This is the conclusion to 53 year old male with a suspicious ECG.
Let's take another look at the 12-lead ECG.
This one was really challenging because we all know that reciprocal changes are strongly supportive of acute STEMI. However, this case is an excellent reminder of something else — the importance of clinical correlation!
Remember "Step 7" in the Six Step Method for 12-Lead ECG Interpretation? While I acknowlege the possibility of a clinically silent acute myocardial infarction, my department's STEMI Alert protocol requires that the patient be experiencing signs and symptoms consistent with ACS. It need not be chest pain, but it would have to be an anginal equivalent if chest pain were absent.
This ended up being called benign early repolarization at the hospital.
Aside from the lack of clinical correlation, were there any clues that this was not an acute STEMI?
When I sent this ECG to Stephen Smith, M.D. of Dr. Smith's ECG Blog he pointed out that the QTc was only 360 ms. He gave it a 3% probability of being an acute STEMI (perhaps it would have been less had I told him the patient was completely asymptomatic). That was a very good point!
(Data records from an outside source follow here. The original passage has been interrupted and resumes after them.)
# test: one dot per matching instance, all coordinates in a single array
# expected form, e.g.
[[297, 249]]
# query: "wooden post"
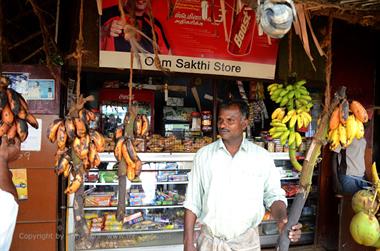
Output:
[[214, 109]]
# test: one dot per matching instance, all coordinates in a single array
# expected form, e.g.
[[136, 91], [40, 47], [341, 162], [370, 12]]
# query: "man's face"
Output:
[[141, 4], [231, 123]]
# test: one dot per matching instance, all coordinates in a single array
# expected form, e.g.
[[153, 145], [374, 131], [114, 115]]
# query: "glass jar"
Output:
[[195, 121], [206, 121]]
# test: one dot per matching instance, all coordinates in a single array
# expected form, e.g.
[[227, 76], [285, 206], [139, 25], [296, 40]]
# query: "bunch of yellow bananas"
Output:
[[344, 127], [291, 96], [76, 140], [282, 125], [14, 113], [295, 103]]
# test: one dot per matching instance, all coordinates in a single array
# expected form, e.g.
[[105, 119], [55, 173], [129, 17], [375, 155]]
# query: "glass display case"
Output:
[[289, 182], [154, 205]]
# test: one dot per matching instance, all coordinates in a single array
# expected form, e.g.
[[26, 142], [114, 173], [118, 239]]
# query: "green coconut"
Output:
[[362, 201], [377, 244], [365, 229]]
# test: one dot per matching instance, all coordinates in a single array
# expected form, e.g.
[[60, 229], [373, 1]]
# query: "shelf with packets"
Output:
[[154, 209], [160, 224]]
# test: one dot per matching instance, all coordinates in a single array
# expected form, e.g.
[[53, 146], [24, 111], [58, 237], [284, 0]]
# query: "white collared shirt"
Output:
[[228, 193], [8, 215]]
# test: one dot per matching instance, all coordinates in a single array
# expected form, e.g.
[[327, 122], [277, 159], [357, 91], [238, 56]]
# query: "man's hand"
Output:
[[189, 247], [116, 27], [295, 231], [9, 152]]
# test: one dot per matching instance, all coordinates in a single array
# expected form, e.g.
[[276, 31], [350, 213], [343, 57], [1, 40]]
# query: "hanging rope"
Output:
[[1, 35], [157, 61], [290, 58], [79, 49], [47, 40], [328, 64], [130, 84]]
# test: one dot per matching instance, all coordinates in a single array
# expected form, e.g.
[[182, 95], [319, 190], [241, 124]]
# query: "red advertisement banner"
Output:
[[191, 37]]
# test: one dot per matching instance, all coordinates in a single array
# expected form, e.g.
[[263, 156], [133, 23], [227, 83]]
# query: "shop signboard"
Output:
[[191, 38]]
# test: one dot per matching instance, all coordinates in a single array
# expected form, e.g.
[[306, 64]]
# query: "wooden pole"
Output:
[[314, 151], [214, 109], [1, 35]]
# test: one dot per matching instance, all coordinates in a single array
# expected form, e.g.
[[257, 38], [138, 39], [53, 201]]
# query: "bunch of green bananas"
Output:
[[343, 135], [295, 103], [291, 96]]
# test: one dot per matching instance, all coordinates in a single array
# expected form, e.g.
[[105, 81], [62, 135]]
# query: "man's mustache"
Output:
[[223, 130]]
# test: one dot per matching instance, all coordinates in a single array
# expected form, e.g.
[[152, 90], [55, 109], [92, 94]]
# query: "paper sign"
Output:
[[33, 141], [40, 89], [20, 181]]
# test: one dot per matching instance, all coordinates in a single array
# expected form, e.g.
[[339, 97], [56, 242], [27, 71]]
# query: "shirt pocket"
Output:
[[252, 187]]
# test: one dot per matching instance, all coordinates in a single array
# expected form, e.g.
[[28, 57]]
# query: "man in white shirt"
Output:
[[231, 181], [8, 194]]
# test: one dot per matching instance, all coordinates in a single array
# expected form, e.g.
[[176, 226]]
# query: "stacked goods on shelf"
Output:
[[135, 221], [344, 127], [157, 143], [294, 112], [365, 227], [14, 113], [78, 146], [125, 150]]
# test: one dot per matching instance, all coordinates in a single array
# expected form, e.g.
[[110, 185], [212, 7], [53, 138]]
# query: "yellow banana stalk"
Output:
[[298, 139], [342, 134], [293, 120], [360, 130], [300, 121], [292, 137]]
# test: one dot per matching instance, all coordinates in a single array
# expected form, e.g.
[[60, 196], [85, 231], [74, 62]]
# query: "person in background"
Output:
[[231, 181], [8, 194], [348, 166], [112, 36]]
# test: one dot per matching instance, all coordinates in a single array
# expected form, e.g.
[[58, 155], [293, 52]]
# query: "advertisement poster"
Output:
[[18, 81], [33, 141], [20, 180], [191, 37], [40, 89]]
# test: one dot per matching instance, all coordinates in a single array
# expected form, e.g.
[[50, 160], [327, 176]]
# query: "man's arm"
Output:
[[188, 241], [337, 186], [6, 183], [8, 153]]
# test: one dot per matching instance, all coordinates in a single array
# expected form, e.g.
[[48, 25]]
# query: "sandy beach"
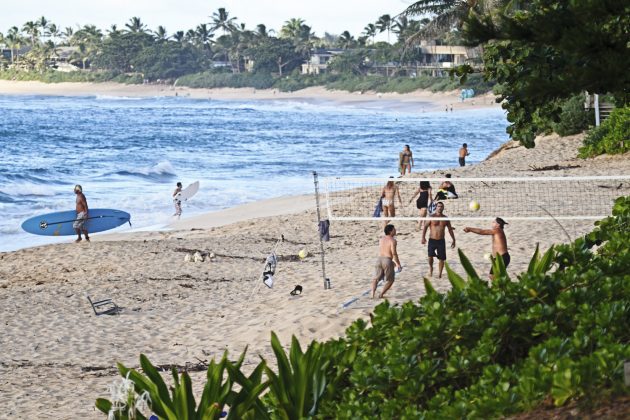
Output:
[[419, 101], [58, 357]]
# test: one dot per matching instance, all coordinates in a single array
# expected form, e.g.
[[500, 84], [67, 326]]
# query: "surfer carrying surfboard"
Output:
[[177, 200], [82, 214]]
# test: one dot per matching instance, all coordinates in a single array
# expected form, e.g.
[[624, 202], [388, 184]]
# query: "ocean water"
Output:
[[128, 153]]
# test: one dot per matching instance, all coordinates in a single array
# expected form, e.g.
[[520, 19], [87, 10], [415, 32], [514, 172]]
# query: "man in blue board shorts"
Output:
[[437, 243], [82, 214]]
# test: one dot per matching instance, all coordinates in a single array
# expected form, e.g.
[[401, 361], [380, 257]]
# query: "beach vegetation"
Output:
[[611, 137], [178, 401], [573, 118], [557, 333], [546, 51]]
The QTc is almost always prolonged in the setting of ischemia.
I can't give you an exact cut-off but it's something I'll be keeping a close eye on going forward for these tough cases.
Another thing that interests me about this case is that it reminds me of the incredible diversity of ST-changes that fall under the banners of "benign early repolarization", "early repolarization", or "repolarization abnormality".
I think these phrases are often a substitute for "we don't know why ST-elevation is present but we don't think it's a STEMI." However, the phrase "repolarization abnormality" is pretty generic. After all, what is the ST-elevation of acute STEMI if not a repolarization abnormality?
I understand the reluctance of physicians to use the word "benign" especially when some studies suggest that "benign" early repolarization may be a weak marker for sudden cardiac death. But it can all be very confusing for those trying to learn how to differentiate the ST-elevation of acute STEMI from other causes of ST-elevation.
Let's consider some examples.
This is from 23 year old male CC: Chest pain
This one was labeled a "repolarization abnormality".
Here's another great example from Tweet about ECG leads to mystery – Is this a mimic or the real thing?
This one is similar to our "53 year old male with a suspicious ECG" in that the inverted T-wave in lead aVL looks like a reciprocal change. However, the patient was a 19 year old African American male, ventilator dependent, with an elevated temperature. Not exactly a presentation we associate with acute STEMI.
Here's an ECG that I had forgotten about until I found it on my hard drive last week. I don't remember who sent it to me but I remember being told that the potassium came back in the normal range (and that it was not a STEMI).
This is an impressive looking ECG! I would definitely be worried about acute anterior STEMI. However, two findings point toward benign early repolarization. First, the QTc is only 389 ms! Second, R-wave progression is intact (average R-wave height in leads V2-V4 is greater than 5 mm).
Finally, let's look at a "classic" case of benign early repolarization (BER). This is from the "Early Bird Gets the Worm" case at EMS1.com.
Now we see all of the classical features of benign early repolarization. Notched J-points. Upwardly concave ST-elevation. Short QTc. Absence of reciprocal changes.
Unfortunately, as you can see, it's not always this easy!
So what should you do?
Remember the 41 year old male CC: Chest pain?
In this case the QTc was relatively short at 394 ms and R-wave progression is intact. However, something about it doesn't look right. The ST-segments in lead aVL are upwardly convex (non-concave) and the ST-segments are flat and almost downsloping in lead III (a possible reciprocal change).
This turned out to be acute STEMI but it was serial ECGs that clinched the diagnosis! That and the fact that the "story was good."
So remember, always correlate the ECG to the history and clinical presentation and perform serial ECGs.